Especial Cidades de Papel #BEDA

by - 09 agosto

O John Green é o meu autor favorito, sem dúvidas. Mas Cidades de Papel não me encantou tanto na primeira vez que eu li. Como a adaptação cinematográfica do livro lançou em julho, decidi reler. Eu, como eu não queria fazer um resenha apenas do filme, resolvi fazer um especial, falando tanto do filme quanto do livro. Mostrando as diferenças e o que eu mais gostei, além de tudo o que eu senti na segunda leitura.

O livro é narrado por Quentin Jacobsen, que está no último ano de colégio e é apaixonado desde pequeno pela sua vizinha Margo Roth Spiegelman. Margo é popular e namora, já Q é um garoto normal que dirigi a minivan de sua mãe.

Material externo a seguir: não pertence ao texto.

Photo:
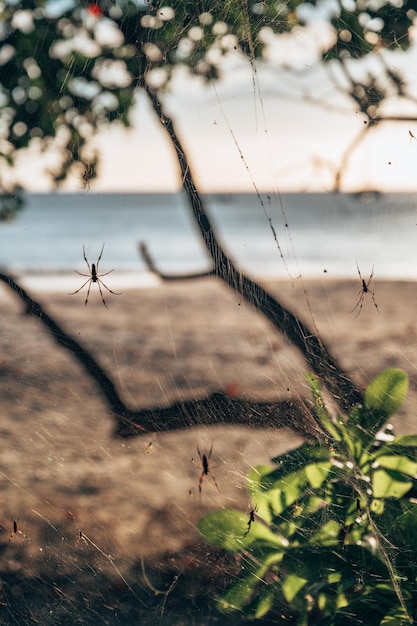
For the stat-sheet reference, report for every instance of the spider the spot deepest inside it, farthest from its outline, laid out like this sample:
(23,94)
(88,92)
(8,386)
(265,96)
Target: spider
(205,465)
(86,176)
(94,277)
(16,530)
(251,519)
(366,288)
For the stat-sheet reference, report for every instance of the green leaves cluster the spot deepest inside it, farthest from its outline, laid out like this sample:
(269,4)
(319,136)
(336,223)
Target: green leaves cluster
(69,68)
(333,541)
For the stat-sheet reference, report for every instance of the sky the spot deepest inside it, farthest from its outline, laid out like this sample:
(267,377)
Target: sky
(271,131)
(268,137)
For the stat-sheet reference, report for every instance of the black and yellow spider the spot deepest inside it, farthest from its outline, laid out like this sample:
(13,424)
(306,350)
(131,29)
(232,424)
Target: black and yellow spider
(94,277)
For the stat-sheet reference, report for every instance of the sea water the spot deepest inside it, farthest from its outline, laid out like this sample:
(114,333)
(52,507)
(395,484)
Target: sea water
(266,235)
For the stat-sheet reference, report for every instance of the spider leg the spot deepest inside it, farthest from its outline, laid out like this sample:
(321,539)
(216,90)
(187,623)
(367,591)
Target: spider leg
(373,299)
(105,273)
(101,293)
(83,285)
(88,292)
(105,286)
(214,480)
(85,259)
(360,303)
(99,258)
(360,296)
(81,274)
(200,482)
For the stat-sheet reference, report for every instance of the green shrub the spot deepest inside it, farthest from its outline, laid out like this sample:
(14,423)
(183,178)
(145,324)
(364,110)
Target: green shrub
(332,535)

Os dois foram amigos quando criança, mas foram para lados opostos no colégio. Porém tudo muda quando Margo decidi chamar Q para uma noite de aventuras pela cidade de Orlando, onde eles aprontam com os "amigos" de Margo e invadem o SeaWorld.

Depois dessa noite, Margo não aparece mais na escola e Q começa a ficar preocupado. É costume da garota fugir e deixar pistas, mas dessa vez as pistas não são para a irmãzinha dela ou para os pais, são para Quentin. Agora é responsabilidade dele encontrá-la, viva ou morta. E é nessa aventura que Q se arrisca, junto com seus melhores amigos, Radar e Ben, e a melhor amiga de Margo, Lacey.

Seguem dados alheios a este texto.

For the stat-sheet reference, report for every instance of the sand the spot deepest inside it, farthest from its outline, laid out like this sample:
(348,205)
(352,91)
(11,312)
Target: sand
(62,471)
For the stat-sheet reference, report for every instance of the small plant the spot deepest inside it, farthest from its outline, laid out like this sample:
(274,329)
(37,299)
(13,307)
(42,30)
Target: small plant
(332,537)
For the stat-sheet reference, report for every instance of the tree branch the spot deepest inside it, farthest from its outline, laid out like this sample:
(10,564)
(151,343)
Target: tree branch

Na primeira vez que li o livro não fiquei tão encantada por ele. Mas dessa vez simplesmente amei e achei incrível. Nessa releitura pude ver o quanto esse livro é especial. Todas as ideias de Margo e tudo o que Q acaba descobrindo são incríveis. Algumas ideias dela fazem sentido no momento que estou vivendo agora, talvez seja por isso que dessa vez entendi o livro e me apaixonei por ele. Margo é uma garota cansada da vida que leva, assim como eu, e sabe que pode mudar isso. Quentin gosta de estabilidade. Tenho um pouco de cada personagem dentro de mim.


Fiquei mais ansiosa por esse filme do que para A Culpa é das Estrelas. Coloquei muitas expectativas porque sabia que o João não iria me decepcionar. Algumas mudanças me irritaram quando eu estava assistindo, mas depois parei para refleti e vi que aquilo era necessário. Não sei se era essa a intenção, mas vejo essas mudanças como uma "indireta" para quem leu o livro. Algumas mudanças não são tão sutis, por isso acho que o Green fez isso para mostrar uma nova ideia aos leitores. A adaptação segue o enredo do livro, tem músicas incríveis, os atores são ótimos. 
A parte que mais gostei no filme foi a ida dos dois ao mercado e ao SunTrust, que, apesar das mudanças, ficou incrível. Já a parte que eu não gostei foi o final. Não por ter ficado um pouco diferente, mas já que fizeram diferente, porque não mudar de verdade? Ou que fosse fiel ao final do livro ou que ele mudasse mesmo. 

Estou bem ansiosa para ter o filme e poder ver ele umas mil vezes. A Culpa das Estrelas ainda é meu filme favorito de adaptações dele, mas Cidades de Papel ganhou um lugarzinho especial no meu coração. Agora só me resta esperar por Quem é você, Alasca? e torcer pra que seja tão incrível quanto os dois primeiros.

Pretendo fazer muitos outros especiais de livros e suas adaptações. Espero que tenham gostado do primeiro. Bjks e até o próximo.